Inevitably somebody had to come out with a "big" compact car, and Chrysler did it with the Valiant—the longest, heaviest, most powerful and also the classiest of the Detroit newcomers. Engineers and stylists who created the Valiant see the car as "having more than economy, more acceleration and stability than European cars and yet having a distinctly European flavor." The Valiant measures up very well to these claims and, if good looks are the test, this is the best of the compacts. Chrysler put a little more of everything in its Valiant.
To start with, the Valiant's over-all length (184 inches) is the greatest of the three Detroit compacts. Its weights (2,635 pounds for the 100 sedan, 2,655 for the 200) are the heaviest. Its 101 horsepower exceeds Corvair and Falcon. And the Valiant is the first compact to offer a station wagon; its entry appears in late November. On top of this, the Valiant is undeniably the most striking of the three. Nonetheless, its factory cost ($1,874 for the 100 four-door and $1,946 for the 200 four-door) is roughly the same as its rivals.

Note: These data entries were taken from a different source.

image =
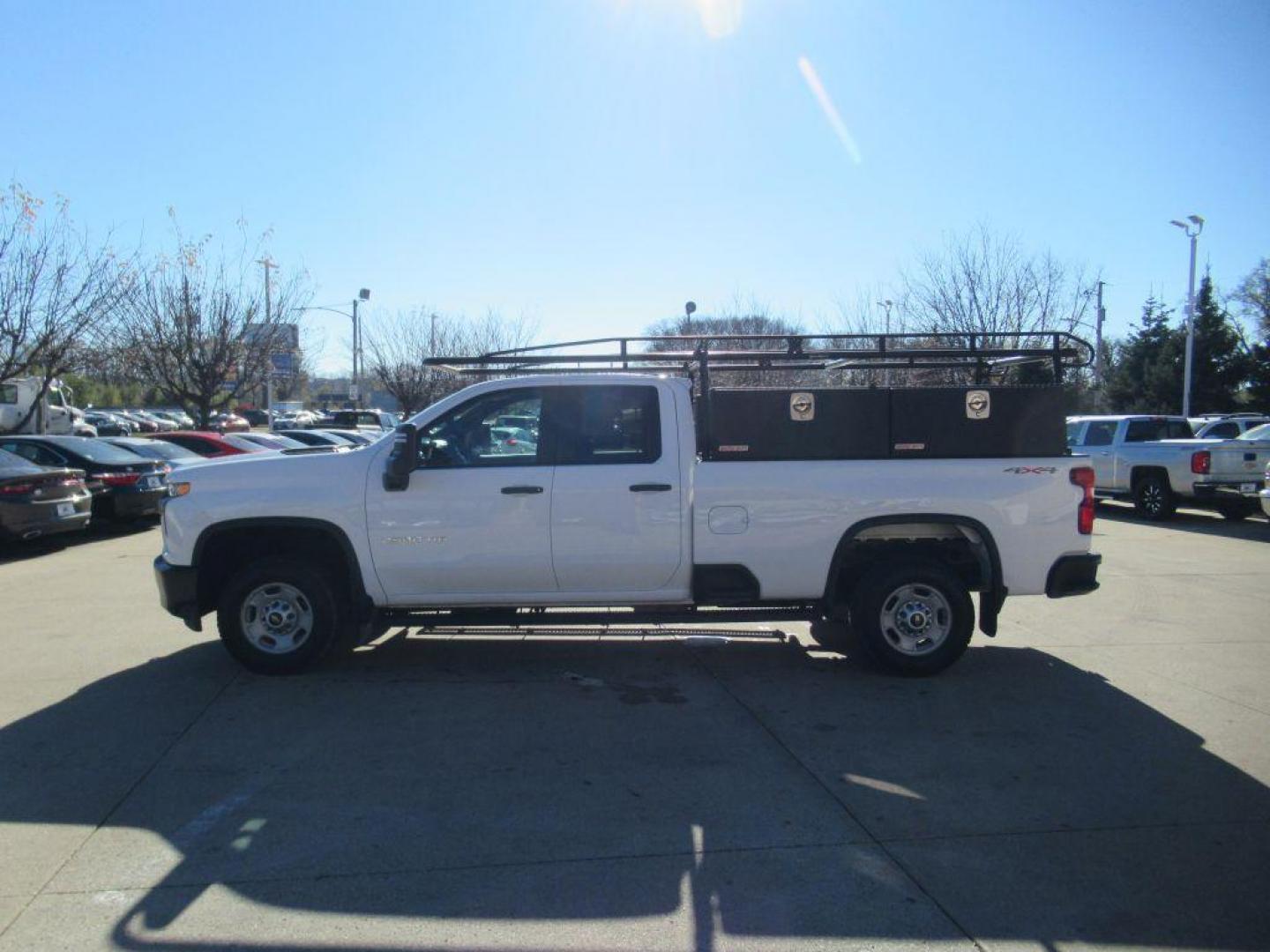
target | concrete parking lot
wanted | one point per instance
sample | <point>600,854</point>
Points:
<point>1094,777</point>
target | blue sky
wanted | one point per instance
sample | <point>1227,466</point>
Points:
<point>594,164</point>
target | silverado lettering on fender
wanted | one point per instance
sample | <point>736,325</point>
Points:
<point>632,496</point>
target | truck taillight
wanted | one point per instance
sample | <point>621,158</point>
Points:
<point>1082,476</point>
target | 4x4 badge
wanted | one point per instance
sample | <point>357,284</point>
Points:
<point>802,406</point>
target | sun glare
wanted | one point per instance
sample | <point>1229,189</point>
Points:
<point>719,18</point>
<point>830,109</point>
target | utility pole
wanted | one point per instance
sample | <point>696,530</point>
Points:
<point>888,303</point>
<point>268,264</point>
<point>1198,222</point>
<point>1097,340</point>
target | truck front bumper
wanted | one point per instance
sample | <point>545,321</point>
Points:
<point>1073,576</point>
<point>178,591</point>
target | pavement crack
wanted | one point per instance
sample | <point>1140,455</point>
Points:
<point>115,807</point>
<point>873,838</point>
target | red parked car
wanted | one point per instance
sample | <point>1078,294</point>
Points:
<point>228,423</point>
<point>205,443</point>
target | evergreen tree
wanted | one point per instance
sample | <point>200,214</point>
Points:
<point>1146,372</point>
<point>1254,299</point>
<point>1221,361</point>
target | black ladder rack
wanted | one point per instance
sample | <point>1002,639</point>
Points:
<point>698,357</point>
<point>698,354</point>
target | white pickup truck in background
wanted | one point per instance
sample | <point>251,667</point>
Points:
<point>621,510</point>
<point>1156,462</point>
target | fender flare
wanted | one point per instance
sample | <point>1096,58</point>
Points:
<point>990,599</point>
<point>357,584</point>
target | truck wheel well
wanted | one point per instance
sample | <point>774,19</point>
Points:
<point>224,550</point>
<point>1139,472</point>
<point>961,545</point>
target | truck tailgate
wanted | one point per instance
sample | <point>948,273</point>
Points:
<point>1238,461</point>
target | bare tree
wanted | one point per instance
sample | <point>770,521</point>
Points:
<point>196,326</point>
<point>1252,297</point>
<point>399,346</point>
<point>736,319</point>
<point>56,291</point>
<point>984,283</point>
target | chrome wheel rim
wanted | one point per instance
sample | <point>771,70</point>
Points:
<point>1152,498</point>
<point>277,619</point>
<point>915,619</point>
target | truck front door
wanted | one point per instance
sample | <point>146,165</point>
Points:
<point>616,502</point>
<point>475,518</point>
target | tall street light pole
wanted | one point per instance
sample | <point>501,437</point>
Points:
<point>1097,339</point>
<point>888,303</point>
<point>1192,228</point>
<point>268,264</point>
<point>358,361</point>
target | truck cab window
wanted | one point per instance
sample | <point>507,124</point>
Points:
<point>478,433</point>
<point>1100,433</point>
<point>609,426</point>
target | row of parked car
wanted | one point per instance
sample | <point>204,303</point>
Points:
<point>1161,462</point>
<point>58,484</point>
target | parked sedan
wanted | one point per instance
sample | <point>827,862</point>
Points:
<point>228,423</point>
<point>358,438</point>
<point>315,438</point>
<point>141,423</point>
<point>158,450</point>
<point>123,487</point>
<point>163,423</point>
<point>108,424</point>
<point>211,446</point>
<point>251,442</point>
<point>37,501</point>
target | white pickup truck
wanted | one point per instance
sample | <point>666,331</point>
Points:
<point>620,510</point>
<point>1157,464</point>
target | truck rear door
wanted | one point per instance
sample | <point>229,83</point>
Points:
<point>616,501</point>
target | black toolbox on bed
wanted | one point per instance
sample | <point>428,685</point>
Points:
<point>879,423</point>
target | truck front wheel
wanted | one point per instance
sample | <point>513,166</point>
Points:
<point>1154,498</point>
<point>279,614</point>
<point>914,619</point>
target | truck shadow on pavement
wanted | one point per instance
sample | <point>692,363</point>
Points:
<point>757,788</point>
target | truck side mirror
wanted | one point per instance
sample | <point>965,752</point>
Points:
<point>403,458</point>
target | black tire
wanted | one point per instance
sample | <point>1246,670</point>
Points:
<point>940,603</point>
<point>1154,498</point>
<point>297,584</point>
<point>1236,510</point>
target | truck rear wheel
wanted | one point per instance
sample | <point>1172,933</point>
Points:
<point>279,614</point>
<point>914,619</point>
<point>1154,498</point>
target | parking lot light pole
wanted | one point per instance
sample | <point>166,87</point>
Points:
<point>363,294</point>
<point>888,303</point>
<point>1192,230</point>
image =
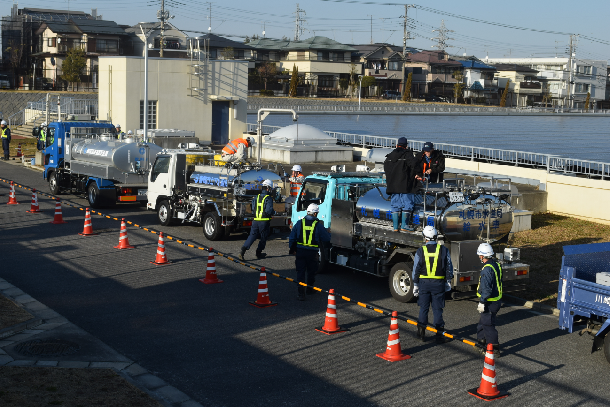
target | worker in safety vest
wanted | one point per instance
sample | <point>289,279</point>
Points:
<point>296,180</point>
<point>236,151</point>
<point>432,274</point>
<point>489,292</point>
<point>304,241</point>
<point>5,134</point>
<point>431,164</point>
<point>262,207</point>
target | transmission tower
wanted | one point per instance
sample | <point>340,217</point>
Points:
<point>299,20</point>
<point>441,40</point>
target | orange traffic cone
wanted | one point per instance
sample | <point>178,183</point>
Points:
<point>34,206</point>
<point>12,200</point>
<point>161,257</point>
<point>488,390</point>
<point>88,229</point>
<point>331,326</point>
<point>210,275</point>
<point>262,300</point>
<point>58,216</point>
<point>393,353</point>
<point>123,240</point>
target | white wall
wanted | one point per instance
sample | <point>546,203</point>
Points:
<point>121,88</point>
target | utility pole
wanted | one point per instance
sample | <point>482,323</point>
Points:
<point>299,20</point>
<point>441,40</point>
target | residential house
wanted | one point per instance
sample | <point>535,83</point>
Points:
<point>322,61</point>
<point>568,81</point>
<point>432,73</point>
<point>95,37</point>
<point>524,88</point>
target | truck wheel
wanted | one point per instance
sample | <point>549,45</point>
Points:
<point>93,195</point>
<point>212,226</point>
<point>401,283</point>
<point>164,213</point>
<point>54,183</point>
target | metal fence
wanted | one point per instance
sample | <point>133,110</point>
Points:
<point>548,162</point>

The Valiant has interesting engineering features. One is the alternator which replaces the conventional direct current generator and produces more electrical energy at low speeds—even charges when the engine is idling, thus saving the battery. The Valiant's engine mountings are designed to vibrate out of phase with the body; thus, when the structure tries to vibrate upward, the engine tends to push it downward and nullifies many road-induced bumps. And if this isn't enough, the Valiant offers the lightest automatic transmission manufactured, one which is 100 pounds lighter than those used on V-8 engines; the Valiant automatic transmission, inclined 30° to the left, is even lighter than the standard transmission it replaces.

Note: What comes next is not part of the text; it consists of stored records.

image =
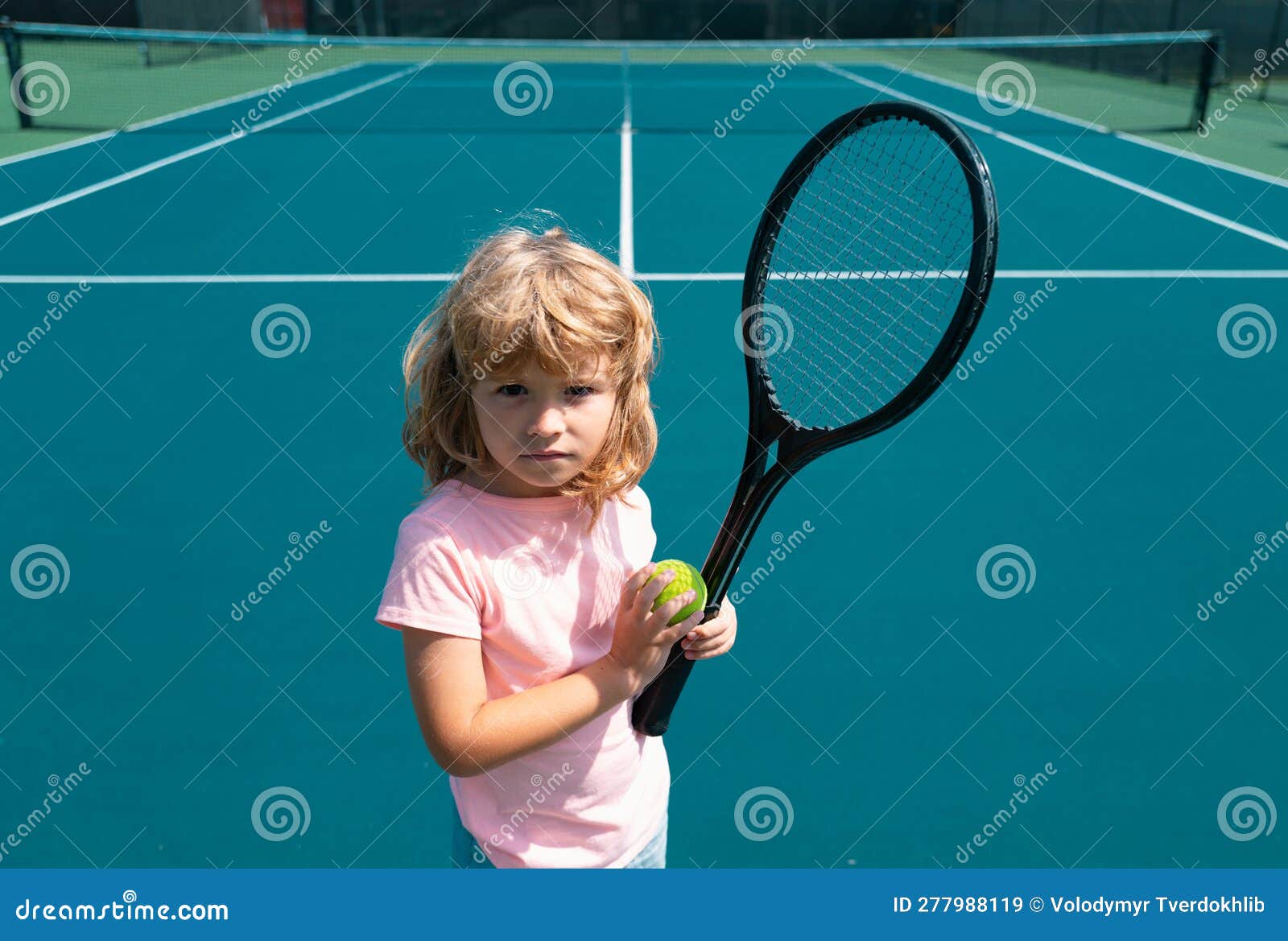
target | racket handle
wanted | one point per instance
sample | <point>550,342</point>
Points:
<point>652,709</point>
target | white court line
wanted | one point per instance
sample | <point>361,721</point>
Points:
<point>1075,163</point>
<point>442,277</point>
<point>233,99</point>
<point>1124,135</point>
<point>155,122</point>
<point>199,148</point>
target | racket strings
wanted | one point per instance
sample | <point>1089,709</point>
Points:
<point>869,268</point>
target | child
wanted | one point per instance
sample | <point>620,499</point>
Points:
<point>519,582</point>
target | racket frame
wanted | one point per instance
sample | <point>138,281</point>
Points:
<point>770,427</point>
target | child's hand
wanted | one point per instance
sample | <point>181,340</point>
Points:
<point>641,638</point>
<point>714,638</point>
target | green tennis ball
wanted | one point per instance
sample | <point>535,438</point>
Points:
<point>686,578</point>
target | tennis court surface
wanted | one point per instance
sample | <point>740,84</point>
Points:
<point>1011,592</point>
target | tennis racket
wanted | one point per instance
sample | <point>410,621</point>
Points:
<point>866,279</point>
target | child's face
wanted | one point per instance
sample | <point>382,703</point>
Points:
<point>528,411</point>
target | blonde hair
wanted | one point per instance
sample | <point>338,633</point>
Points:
<point>525,298</point>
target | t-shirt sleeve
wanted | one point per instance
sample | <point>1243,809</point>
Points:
<point>429,584</point>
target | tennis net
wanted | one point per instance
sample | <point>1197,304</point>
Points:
<point>89,79</point>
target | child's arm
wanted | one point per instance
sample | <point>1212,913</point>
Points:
<point>469,734</point>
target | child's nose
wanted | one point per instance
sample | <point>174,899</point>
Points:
<point>549,423</point>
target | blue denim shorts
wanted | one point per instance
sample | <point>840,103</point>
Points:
<point>467,852</point>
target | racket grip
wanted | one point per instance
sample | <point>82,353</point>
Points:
<point>650,712</point>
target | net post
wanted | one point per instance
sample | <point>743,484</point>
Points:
<point>1208,68</point>
<point>1275,30</point>
<point>1166,75</point>
<point>13,52</point>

Though the Valiant's 170-cubic-inch engine is cast iron, there is considerable use of aluminum. The engine delivers 101 hp at 4,400 rpm, is the most powerful of Detroit's compacts and makes the Valiant the fastest compact offered by the big three.

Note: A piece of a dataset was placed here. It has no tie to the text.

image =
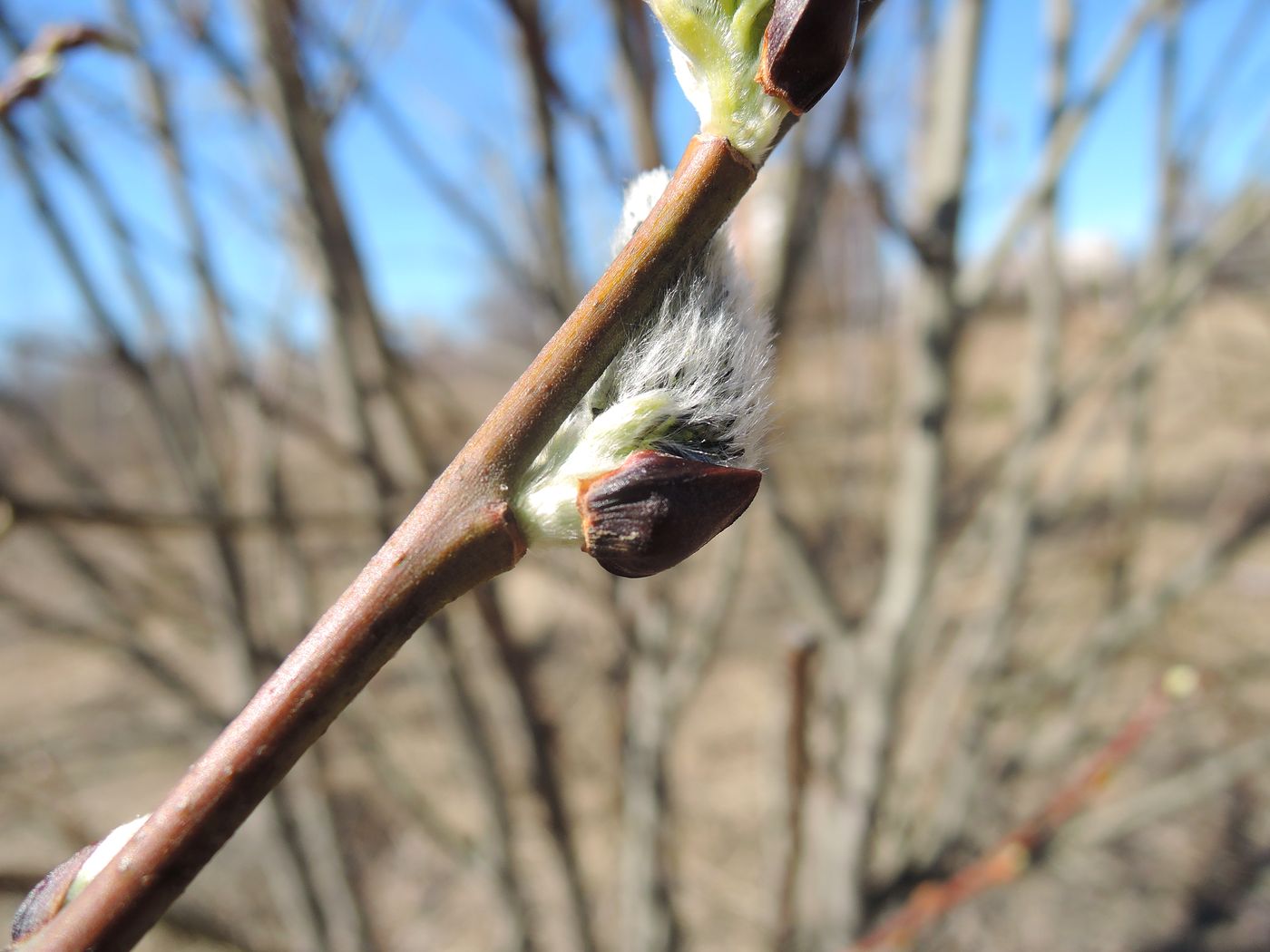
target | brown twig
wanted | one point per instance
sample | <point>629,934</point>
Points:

Its speed is demonstrated on the test track. I was told by engineers that the Valiant, with manual transmission, would do at least 97 miles an hour. The car I drove easily reached 93 on banked turns, though it had a young (low-mileage) engine. It also gave promise of a little more speed that there was no chance to test. With the three-speed automatic transmission, the Valiant will do 95. With manual, the Valiant accelerated to 60 mph in 18.2 seconds; with automatic, in 16.9 seconds.
"The Valiant will leave the others' [Falcon and Corvair] behind in a drag race," says Robert Sinclair, project engineer. "This engine, on a per-cubic-inch basis, equals the output of its brothers in the Dodge and Chrysler cars."
It is true the Valiant, with its horsepower advantage, can outdistance the other compacts by at least 10 mph, if racing is a consideration. If fuel economy is discussed, the Valiant about equals its competition. Valiant people claim 29 miles per gallon for high-speed highway driving. In stop-and-go city driving, about 20 miles to the gallon is the going rate. Economy-conscious engineers were determined not to sacrifice performance features.
Engineer Sinclair is so enthusiastic about the torsion bar suspension that he glowingly describes the Valiant as "the best-riding small car in the world." The Valiant does ride and handle well. At 80 mph in straightaway it held the road fine. At 50 and 60 on corrugated road there was bounce, to be sure, but the Valiant took it manfully. On hill curves, at lesser speeds, the car hugged satisfactorily. And with the brakes slammed to the floor in panic fashion on a straight stretch at 65 mph, there was the usual lurch but a good, nonskid stop.